A Luis Aragonés conviene dejarle hacer. Lo malo es que el Atlético, como club, es una tradición de problemas y cosas mal hechas. Ése será el duelo interno de la temporada. Todo, eso sí, con el aliento de una hinchada que sigue, pese a los matones que se han apoderado del Frente Atlético, como valor seguro. El genio de las campañas ha vuelto a dar en la diana y con el gancho del conmovedor anuncio del padre que no consigue explicar a su hijo por qué uno es del Atlético ha garantizado un año más el lleno en las gradas.
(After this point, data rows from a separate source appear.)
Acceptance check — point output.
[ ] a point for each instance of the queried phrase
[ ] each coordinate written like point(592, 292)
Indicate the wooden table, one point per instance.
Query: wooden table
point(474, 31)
Por lo demás, Luis Aragonés tiene un trabajo individualizado añadido: facilitar el paso de Fernando Torres a la condición de estrella. Será otro duelo a seguir. Y ya ha empezado: "Torres, dispare más fuerte que parece un niño de dieci..., de catorce años". El chico, de 18 años, crece demasiado deprisa y él le va a marcar de cerca. Para bajarle los humos ya le ha dejado sin dorsal del primer equipo. Al tiempo, le agarrará de la pechera. Le hará pasar la prueba del 12. Si la supera, Torres será un futbolista grande.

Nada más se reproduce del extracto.